6. Injection Site Reactions
In 5 clinical studies of depo-subQ provera 104 involving 2,325 women (282 treated for up to 6 months, 1,780 treated for up to 1 year and 263 women treated for up to 2 years), 5% of women reported injection site reactions, and 1% had persistent skin changes, typically described as small areas of induration or atrophy.
7. Carbohydrate/Metabolism
Some patients receiving progestins may exhibit a decrease in glucose tolerance. Diabetic patients should be carefully observed while receiving such therapy.
8. Liver Function
If jaundice or any other liver abnormality develops in any woman receiving depo-subQ provera 104, treatment should be stopped while the cause is determined. Treatment may be resumed when liver function is acceptable and when the healthcare provider has determined that depo-subQ provera 104 did not cause the abnormality.
Carcinogenesis, Mutagenesis, Impairment of Fertility See WARNINGS, section 3 and PRECAUTIONS, section 4
Pregnancy
Although depo-subQ provera 104 should not be used during pregnancy, there appears to be little or no increased risk of birth defects in women who have inadvertently been exposed to medroxyprogesterone acetate injections in early pregnancy. Neonates exposed to medroxyprogesterone acetate in-utero and followed to adolescence showed no evidence of any adverse effects on their health including their physical, intellectual, sexual or social development.
Nursing Mothers
Although the drug is detectable in the milk of mothers receiving Depo-Provera CI (150 mg), milk composition, quality, and amount are not adversely affected. Neonates and infants exposed to medroxyprogesterone acetate from breast milk have been studied for developmental and behavioral effects through puberty, and no adverse effects have been noted.
Pediatric Use
depo-subQ provera 104 is not indicated before menarche. Use of depo-subQ provera 104 is associated with significant loss of bone mineral density (BMD). This loss of BMD is of particular concern during adolescence and early adulthood, a critical period of bone accretion. In adolescents, interpretation of BMD results should take into account patient age and skeletal maturity. It is unknown if use of depo-subQ provera 104 by younger women will reduce peak bone mass and increase the risk for osteoporotic fractures in later life. Other than concerns about loss of BMD, the safety and effectiveness are expected to be the same for postmenarchal adolescents and adult women.
Geriatric Use depo-subQ provera 104 is intended for use in women with childbearing potential. Studies with depo-subQ provera 104 in geriatric women have not been conducted.

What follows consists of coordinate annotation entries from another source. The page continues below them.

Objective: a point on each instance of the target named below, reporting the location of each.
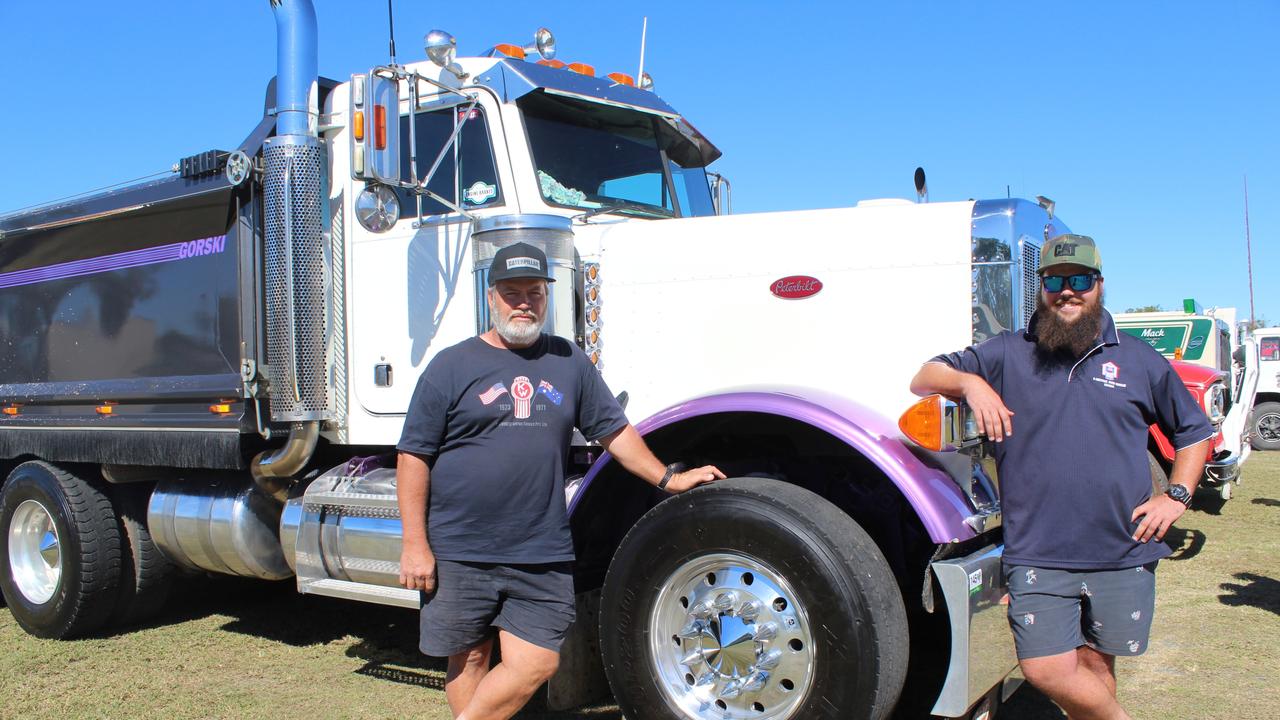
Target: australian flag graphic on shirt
(551, 392)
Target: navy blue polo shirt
(1075, 466)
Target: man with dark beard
(1082, 529)
(481, 464)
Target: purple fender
(937, 500)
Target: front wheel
(752, 598)
(1266, 425)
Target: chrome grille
(1031, 278)
(296, 282)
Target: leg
(1073, 686)
(466, 670)
(504, 689)
(1102, 665)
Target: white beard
(517, 333)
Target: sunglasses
(1082, 282)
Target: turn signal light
(379, 127)
(622, 78)
(510, 50)
(922, 423)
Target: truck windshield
(590, 155)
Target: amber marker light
(622, 78)
(359, 126)
(380, 127)
(922, 423)
(510, 50)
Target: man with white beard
(480, 487)
(1082, 529)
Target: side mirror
(375, 128)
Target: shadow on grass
(1256, 591)
(1184, 543)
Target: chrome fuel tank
(220, 523)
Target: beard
(517, 333)
(1068, 337)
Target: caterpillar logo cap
(1070, 250)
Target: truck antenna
(644, 31)
(391, 24)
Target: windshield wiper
(634, 206)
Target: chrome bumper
(1224, 470)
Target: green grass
(238, 648)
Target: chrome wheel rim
(35, 552)
(1269, 427)
(731, 639)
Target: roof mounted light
(440, 48)
(544, 44)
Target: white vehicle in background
(1265, 422)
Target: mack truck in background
(1220, 367)
(209, 373)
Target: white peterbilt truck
(209, 373)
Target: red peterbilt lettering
(795, 287)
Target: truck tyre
(60, 550)
(146, 574)
(752, 598)
(1266, 425)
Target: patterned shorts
(1054, 611)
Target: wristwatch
(1180, 493)
(671, 470)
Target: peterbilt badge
(794, 287)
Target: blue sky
(1139, 119)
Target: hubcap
(35, 552)
(730, 639)
(1269, 427)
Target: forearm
(634, 454)
(942, 379)
(412, 486)
(1189, 465)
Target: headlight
(1215, 404)
(378, 208)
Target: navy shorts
(533, 602)
(1054, 611)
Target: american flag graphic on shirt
(497, 391)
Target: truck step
(398, 597)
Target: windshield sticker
(480, 192)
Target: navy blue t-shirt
(496, 428)
(1077, 466)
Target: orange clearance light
(622, 78)
(510, 50)
(922, 423)
(379, 127)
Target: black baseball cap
(519, 260)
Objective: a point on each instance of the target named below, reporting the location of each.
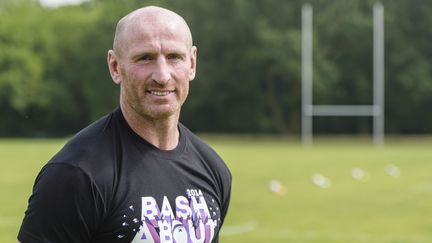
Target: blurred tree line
(54, 78)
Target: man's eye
(146, 58)
(174, 57)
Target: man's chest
(154, 206)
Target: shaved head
(149, 16)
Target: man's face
(155, 64)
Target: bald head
(149, 16)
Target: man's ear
(193, 57)
(113, 66)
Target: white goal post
(376, 110)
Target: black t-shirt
(108, 184)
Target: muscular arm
(64, 207)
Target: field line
(238, 229)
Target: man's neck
(162, 133)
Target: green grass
(381, 209)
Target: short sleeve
(65, 206)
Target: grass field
(381, 206)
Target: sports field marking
(238, 229)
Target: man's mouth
(161, 93)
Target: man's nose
(161, 74)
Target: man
(136, 174)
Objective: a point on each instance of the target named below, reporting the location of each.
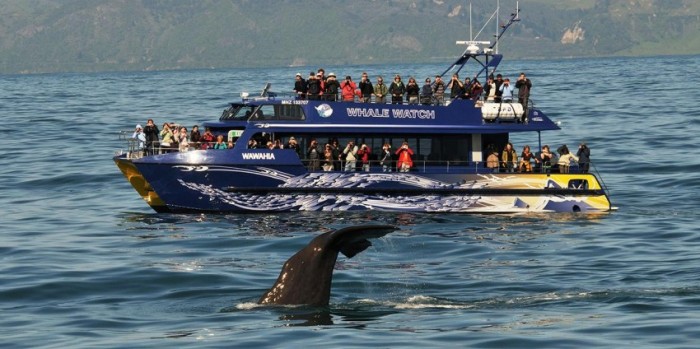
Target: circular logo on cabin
(324, 110)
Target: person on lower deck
(183, 139)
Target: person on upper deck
(412, 91)
(151, 132)
(166, 137)
(300, 86)
(350, 154)
(490, 89)
(347, 89)
(332, 87)
(321, 75)
(328, 158)
(139, 137)
(405, 162)
(526, 157)
(439, 90)
(207, 138)
(509, 158)
(182, 139)
(426, 93)
(565, 158)
(498, 82)
(476, 89)
(456, 87)
(492, 160)
(543, 160)
(313, 155)
(195, 136)
(506, 91)
(366, 88)
(397, 89)
(314, 90)
(467, 89)
(292, 144)
(220, 143)
(584, 157)
(524, 85)
(337, 158)
(385, 160)
(380, 91)
(364, 153)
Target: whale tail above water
(306, 277)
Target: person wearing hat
(366, 88)
(584, 157)
(139, 137)
(313, 87)
(300, 86)
(380, 90)
(439, 90)
(347, 89)
(331, 88)
(397, 89)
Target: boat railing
(495, 113)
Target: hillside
(111, 35)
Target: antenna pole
(471, 36)
(498, 8)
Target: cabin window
(278, 112)
(578, 184)
(438, 150)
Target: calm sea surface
(84, 262)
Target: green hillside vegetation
(111, 35)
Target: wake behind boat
(428, 155)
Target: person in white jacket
(565, 158)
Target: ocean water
(85, 263)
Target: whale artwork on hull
(306, 277)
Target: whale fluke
(306, 277)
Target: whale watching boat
(449, 170)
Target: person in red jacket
(405, 161)
(364, 154)
(347, 89)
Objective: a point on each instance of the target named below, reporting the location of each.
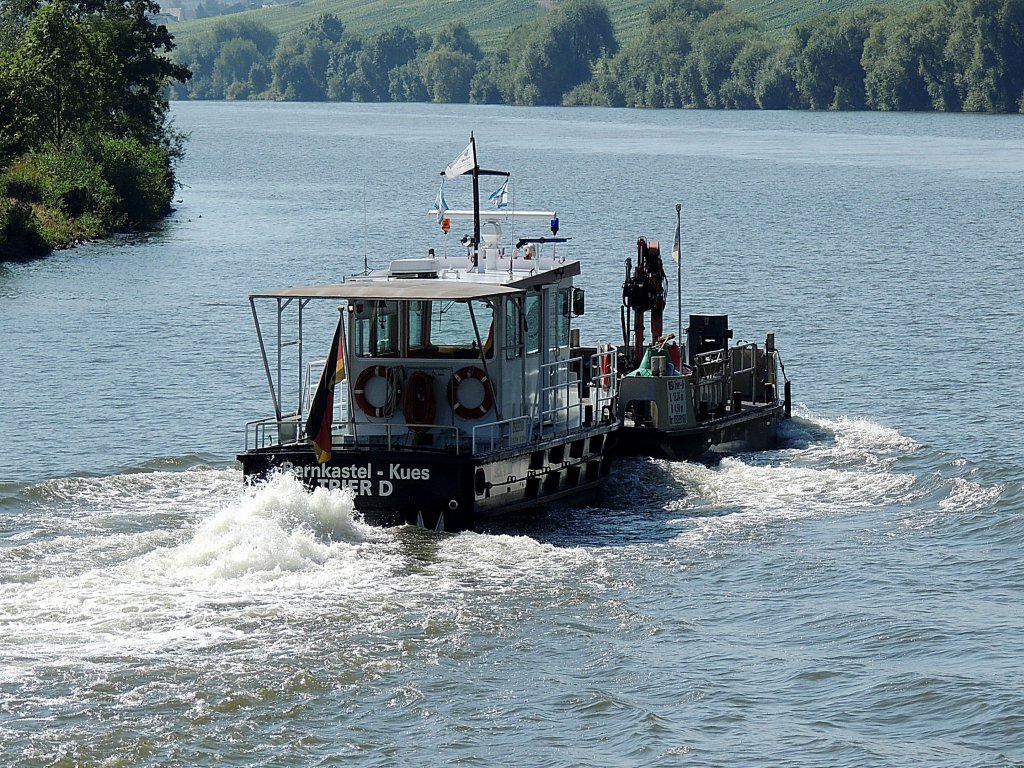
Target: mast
(476, 201)
(678, 256)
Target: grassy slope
(491, 20)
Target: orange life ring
(360, 391)
(418, 404)
(470, 372)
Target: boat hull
(753, 429)
(443, 491)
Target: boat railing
(262, 433)
(438, 437)
(561, 404)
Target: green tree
(985, 49)
(828, 73)
(900, 52)
(717, 42)
(448, 75)
(556, 54)
(57, 71)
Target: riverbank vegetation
(947, 55)
(85, 144)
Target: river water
(851, 599)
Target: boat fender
(360, 391)
(470, 372)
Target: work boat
(455, 389)
(696, 400)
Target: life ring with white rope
(486, 401)
(391, 397)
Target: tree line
(949, 55)
(85, 144)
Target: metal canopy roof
(454, 290)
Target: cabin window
(376, 329)
(532, 323)
(419, 327)
(452, 330)
(513, 328)
(562, 321)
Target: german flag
(322, 409)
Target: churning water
(853, 598)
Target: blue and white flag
(500, 197)
(439, 204)
(677, 250)
(465, 162)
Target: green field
(491, 20)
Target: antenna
(366, 232)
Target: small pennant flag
(439, 204)
(465, 162)
(322, 410)
(500, 197)
(677, 249)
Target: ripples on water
(852, 599)
(800, 606)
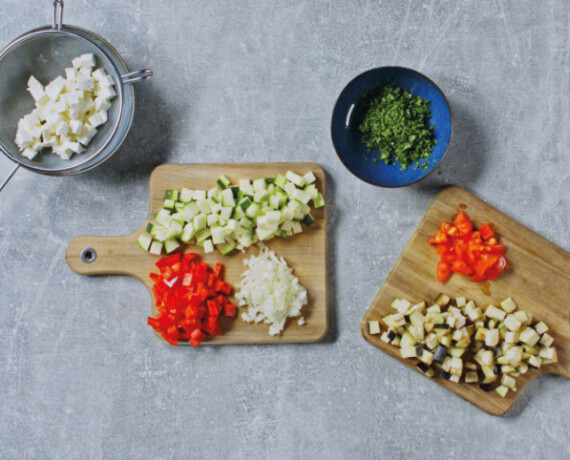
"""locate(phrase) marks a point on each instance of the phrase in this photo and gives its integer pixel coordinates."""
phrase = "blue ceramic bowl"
(351, 107)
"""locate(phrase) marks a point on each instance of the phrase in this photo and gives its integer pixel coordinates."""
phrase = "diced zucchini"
(171, 245)
(280, 181)
(319, 202)
(226, 213)
(200, 221)
(188, 232)
(223, 182)
(228, 198)
(190, 210)
(225, 248)
(144, 242)
(295, 178)
(208, 246)
(186, 195)
(309, 178)
(155, 248)
(171, 195)
(245, 187)
(163, 217)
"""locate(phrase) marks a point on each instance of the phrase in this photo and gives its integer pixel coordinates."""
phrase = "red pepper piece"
(443, 272)
(230, 310)
(486, 231)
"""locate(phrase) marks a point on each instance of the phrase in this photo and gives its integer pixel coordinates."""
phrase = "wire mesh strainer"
(45, 53)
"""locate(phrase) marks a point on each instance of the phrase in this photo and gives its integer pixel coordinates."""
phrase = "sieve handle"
(3, 184)
(57, 21)
(137, 75)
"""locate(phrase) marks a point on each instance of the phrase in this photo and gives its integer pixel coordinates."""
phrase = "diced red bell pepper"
(486, 231)
(230, 310)
(186, 299)
(467, 251)
(443, 272)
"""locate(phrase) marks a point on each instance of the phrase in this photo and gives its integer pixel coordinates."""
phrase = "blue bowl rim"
(408, 70)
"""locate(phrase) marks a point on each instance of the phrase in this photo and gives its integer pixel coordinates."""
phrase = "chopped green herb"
(397, 123)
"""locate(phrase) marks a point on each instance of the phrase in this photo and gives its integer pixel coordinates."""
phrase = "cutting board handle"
(103, 255)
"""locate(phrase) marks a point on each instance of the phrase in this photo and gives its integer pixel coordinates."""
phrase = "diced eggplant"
(471, 377)
(535, 361)
(541, 327)
(442, 300)
(426, 369)
(502, 390)
(440, 353)
(373, 327)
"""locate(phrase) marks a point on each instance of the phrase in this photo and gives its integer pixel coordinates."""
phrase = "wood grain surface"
(306, 253)
(538, 280)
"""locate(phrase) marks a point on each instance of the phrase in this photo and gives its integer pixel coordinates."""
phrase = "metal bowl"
(45, 53)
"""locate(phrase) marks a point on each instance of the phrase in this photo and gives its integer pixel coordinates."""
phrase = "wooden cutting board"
(306, 253)
(538, 281)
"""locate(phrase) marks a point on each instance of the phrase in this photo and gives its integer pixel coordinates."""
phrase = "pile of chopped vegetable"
(467, 251)
(190, 298)
(233, 216)
(271, 291)
(397, 123)
(455, 339)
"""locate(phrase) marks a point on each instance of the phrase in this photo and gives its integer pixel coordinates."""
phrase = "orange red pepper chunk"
(464, 250)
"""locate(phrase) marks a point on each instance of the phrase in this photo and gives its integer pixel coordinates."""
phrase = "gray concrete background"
(82, 376)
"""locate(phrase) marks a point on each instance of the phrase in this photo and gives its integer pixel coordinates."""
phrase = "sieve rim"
(98, 156)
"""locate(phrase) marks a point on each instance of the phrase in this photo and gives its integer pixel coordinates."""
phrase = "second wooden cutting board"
(306, 253)
(539, 281)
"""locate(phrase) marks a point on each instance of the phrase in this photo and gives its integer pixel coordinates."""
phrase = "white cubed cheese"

INFORMATION FOR THE PATIENT
See PATIENT LABELING.
REFERENCES
ii Skegg DCG, Noonan EA, Paul C, Spears GFS, Meirik O, Thomas DB. Depot Medroxyprogesterone Acetate and Breast Cancer: A Pooled Analysis from the World Health Organization and New Zealand Studies. JAMA. 1995; 273(10): 799-804.
iii WHO Collaborative Study of Neoplasia and Steroid Contraceptives. Breast cancer and depot- medroxyprogesterone acetate: a multi-national study. Lancet. 1991; 338:833-838.
iv Paul C, Skegg DCG, Spears GFS. Depot medroxyprogesterone (Depo-Provera) and risk of breast cancer. Br Med J. 1989; 299:759-762.
v Surveillance, Epidemiology, and End Results: Incidence and Mortality Data, 1973-1977. National Cancer Institute Monograph, 57: June 1981. (NIH publication No. 81-2330).